# 3. **Data Requests**
In this tutorial, we'll explain how to download data.

In [None]:
using Dates, SeisIO
include("safe_rm.jl")

## A. **Requesting data**
`get_data` is the wrapper to online time-series data requests. <br>
You can use it with FDSN dataselect and IRIS timeseries functions.

In [None]:
?get_data

\
**Let's try an example**.\
First, we'll get the current local time.

In [None]:
ds = Dates.now(); ds -= (Day(1) + Millisecond(ds) + Second(ds))
s = string(ds)

Now, let's use that to request some data. From the help text,\
the keywords `s=` and `t=` accept Strings, DateTime objects,\
and numbers. So let's start at `s`, as defined above, and end\
at `t=600`, or 10 minutes later.

In [None]:
cha_str = "UW.MBW..EHZ, UW.SHW..EHZ, UW.HSR..EHZ, UW.TDH..EHZ, CC.PALM..EH?" 
S = get_data("FDSN", cha_str, src="IRIS", s=s, t=600) 

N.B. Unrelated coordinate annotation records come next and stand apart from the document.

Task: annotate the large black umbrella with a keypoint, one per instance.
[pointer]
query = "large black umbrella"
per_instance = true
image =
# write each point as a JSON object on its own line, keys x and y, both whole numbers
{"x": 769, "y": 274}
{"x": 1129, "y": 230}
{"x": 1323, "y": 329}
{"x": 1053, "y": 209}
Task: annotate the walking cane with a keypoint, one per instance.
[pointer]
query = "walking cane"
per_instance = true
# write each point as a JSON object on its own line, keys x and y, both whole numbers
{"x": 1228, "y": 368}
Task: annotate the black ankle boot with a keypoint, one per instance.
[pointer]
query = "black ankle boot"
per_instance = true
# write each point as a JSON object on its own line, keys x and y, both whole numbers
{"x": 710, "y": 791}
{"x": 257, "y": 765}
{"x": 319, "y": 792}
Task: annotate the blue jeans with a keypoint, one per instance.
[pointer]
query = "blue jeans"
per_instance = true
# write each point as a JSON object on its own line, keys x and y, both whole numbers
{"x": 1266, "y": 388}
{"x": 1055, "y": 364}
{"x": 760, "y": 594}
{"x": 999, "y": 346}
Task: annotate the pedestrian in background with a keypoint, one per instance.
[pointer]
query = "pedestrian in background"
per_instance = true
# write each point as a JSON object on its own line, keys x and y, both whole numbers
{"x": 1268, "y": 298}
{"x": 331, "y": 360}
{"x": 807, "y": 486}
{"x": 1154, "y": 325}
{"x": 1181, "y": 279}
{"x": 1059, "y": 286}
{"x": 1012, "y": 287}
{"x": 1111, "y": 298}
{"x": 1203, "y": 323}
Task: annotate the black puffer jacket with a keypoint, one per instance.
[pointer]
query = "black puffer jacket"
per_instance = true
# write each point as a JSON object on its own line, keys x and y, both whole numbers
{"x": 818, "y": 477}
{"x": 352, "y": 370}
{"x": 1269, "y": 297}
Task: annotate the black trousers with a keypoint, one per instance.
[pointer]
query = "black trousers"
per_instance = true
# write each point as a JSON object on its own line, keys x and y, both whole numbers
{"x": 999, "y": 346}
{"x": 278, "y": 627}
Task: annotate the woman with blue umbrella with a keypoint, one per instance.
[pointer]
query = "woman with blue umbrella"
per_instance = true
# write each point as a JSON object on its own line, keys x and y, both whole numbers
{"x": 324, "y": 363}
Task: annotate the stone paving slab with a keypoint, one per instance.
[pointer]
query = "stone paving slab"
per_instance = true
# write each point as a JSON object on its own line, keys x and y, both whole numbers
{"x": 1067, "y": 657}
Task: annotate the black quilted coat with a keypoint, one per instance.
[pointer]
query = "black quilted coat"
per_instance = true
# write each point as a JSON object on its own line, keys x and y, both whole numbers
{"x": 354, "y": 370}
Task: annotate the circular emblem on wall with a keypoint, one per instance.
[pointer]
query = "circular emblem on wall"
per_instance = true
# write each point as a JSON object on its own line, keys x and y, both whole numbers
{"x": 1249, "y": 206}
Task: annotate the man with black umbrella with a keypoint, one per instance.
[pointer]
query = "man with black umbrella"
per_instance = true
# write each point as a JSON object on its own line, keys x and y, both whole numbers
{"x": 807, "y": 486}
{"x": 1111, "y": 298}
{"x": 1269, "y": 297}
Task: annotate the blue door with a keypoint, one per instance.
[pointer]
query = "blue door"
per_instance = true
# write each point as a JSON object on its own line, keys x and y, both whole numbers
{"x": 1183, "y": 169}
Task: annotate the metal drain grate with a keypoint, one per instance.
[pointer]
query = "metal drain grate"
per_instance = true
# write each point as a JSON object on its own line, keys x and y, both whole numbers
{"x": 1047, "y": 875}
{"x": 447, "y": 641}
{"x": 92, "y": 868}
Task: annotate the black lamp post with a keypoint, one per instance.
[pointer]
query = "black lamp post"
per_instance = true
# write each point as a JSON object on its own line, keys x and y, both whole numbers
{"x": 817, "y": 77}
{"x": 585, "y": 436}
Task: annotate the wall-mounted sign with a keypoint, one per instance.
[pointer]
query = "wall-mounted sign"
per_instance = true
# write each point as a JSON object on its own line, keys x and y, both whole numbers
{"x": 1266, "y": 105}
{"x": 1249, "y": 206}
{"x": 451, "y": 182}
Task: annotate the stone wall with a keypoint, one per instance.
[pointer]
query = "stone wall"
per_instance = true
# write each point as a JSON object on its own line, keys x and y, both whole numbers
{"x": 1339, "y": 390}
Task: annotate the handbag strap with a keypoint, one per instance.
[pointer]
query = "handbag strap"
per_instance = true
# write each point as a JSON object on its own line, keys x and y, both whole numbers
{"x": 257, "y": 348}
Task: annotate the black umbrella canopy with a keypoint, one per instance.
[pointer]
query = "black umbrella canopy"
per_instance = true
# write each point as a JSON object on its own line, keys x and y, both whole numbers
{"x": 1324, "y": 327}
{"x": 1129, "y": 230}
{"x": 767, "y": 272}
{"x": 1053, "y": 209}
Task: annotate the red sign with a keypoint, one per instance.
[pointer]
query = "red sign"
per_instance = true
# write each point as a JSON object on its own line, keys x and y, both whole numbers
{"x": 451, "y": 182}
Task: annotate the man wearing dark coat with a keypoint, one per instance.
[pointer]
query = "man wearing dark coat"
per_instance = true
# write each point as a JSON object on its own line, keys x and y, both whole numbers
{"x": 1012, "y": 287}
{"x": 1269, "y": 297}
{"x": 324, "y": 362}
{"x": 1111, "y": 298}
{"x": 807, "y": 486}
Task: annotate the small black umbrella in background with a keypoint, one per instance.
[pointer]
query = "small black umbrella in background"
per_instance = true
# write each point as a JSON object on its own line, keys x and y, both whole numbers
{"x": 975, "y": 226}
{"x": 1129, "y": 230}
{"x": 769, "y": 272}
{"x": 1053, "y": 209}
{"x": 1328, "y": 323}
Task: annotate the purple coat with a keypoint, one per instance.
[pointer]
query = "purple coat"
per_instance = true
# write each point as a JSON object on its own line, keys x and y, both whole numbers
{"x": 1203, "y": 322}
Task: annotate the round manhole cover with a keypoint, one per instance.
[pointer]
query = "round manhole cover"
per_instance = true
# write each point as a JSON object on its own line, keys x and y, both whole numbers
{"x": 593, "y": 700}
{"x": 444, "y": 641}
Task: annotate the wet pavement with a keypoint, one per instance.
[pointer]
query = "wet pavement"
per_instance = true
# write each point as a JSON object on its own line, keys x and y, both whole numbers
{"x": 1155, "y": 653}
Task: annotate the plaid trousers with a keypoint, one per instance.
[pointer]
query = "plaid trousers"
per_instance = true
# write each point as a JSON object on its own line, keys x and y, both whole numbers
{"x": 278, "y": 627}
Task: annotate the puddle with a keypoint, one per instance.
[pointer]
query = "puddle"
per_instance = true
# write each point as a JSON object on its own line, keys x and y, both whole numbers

#### **What each positional argument does**
* `"FDSN"` tells get_data to use the FDSN dataselect service for our request
* The long string gives the data channels requested as a comma-separated list

#### **What each keyword does**
* `s=s` sets the start time to `s`, the string created in the cell above.
* `t=600` sets the termination (end) time to 600 seconds after `s`.
* `src="IRIS"` tells get_data to check the IRIS FDSN dataselect server. 

Note: the last keyword isn't equivalent to setting the first positional\
argument to "IRIS", because IRIS runs FDSN dataselect and its own timeseries\
request service (plus many others).\
\
...which channels were there today?

In [None]:
S.t[1]

\
Any sign of TDH? (It's a pleasant hike in summer, but winter outages happen...)

In [None]:
findid("UW.TDH..EHZ", S)

\
Where can we look for data? What servers are available?

In [None]:
?seis_www

\
I bet that CalTech is happy to handle a random download request!

In [None]:
S2 = get_data("FDSN", "CI.SDD..BHZ", src="SCEDC", s=s, t=600, fmt="mseed", msr=true, w=true, demean=true, rr=true)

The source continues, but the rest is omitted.